Remember that a shareholder does not directly own the company’s money—they own shares. If, after analysis, you discover that your current investments are more risky and less profitable than they should be… would you continue in this direction?
Probably not. That’s often what my clients tell me after our first assessment meeting.
3. Protection and transfer of your assets
It is common to believe that unpleasant surprises only happen to other people. However, few people have never experienced a person who has experienced cancer, a stroke, or a heart attack.
Have you considered the impact that a significant loss of income would have on your quality of life… or that of your loved ones?
Many homeowners do not have adequate protection, even though good insurance can be very affordable.
And if you have a management company with significant cash reserves, it may be wise to consider how to withdraw this money efficiently, with minimal tax impact.
Just as you take the time to check your tire pressure or change your vehicle’s oil, you need to make sure your financial planning is running smoothly.. Managing your investments and financial statements is essential, but it’s not enough: you need to a clear plan, aligned with your objectives.
And after?
We arrive at the final stage of any journey: retirement… then succession.
There are two certainties in life: taxes and death.
Congratulations: you worked hard, and you succeeded.
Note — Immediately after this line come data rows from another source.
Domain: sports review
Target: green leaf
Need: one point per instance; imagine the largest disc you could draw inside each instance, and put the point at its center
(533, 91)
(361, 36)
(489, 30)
You may now be enjoying a well-deserved retirement. And at this point, a new question arises: What will become of everything you have built?
Would you like to pass on your wealth to your children? To a cause that is close to your heart? Or leave a large portion to the government?
This question deserves consideration. A a careful estate planning allows you to ensure that your lifetime efforts will benefit those you love, in accordance with your values—while optimizing the tax aspects.
I won’t say any more…
Over the years, I have had the opportunity to support several “pilots” in managing their entrepreneurial journey. Each journey is unique, but one thing always remains the same: with a good team, a clear vision, and a well-honed strategy, it is possible to go much further… without burning out.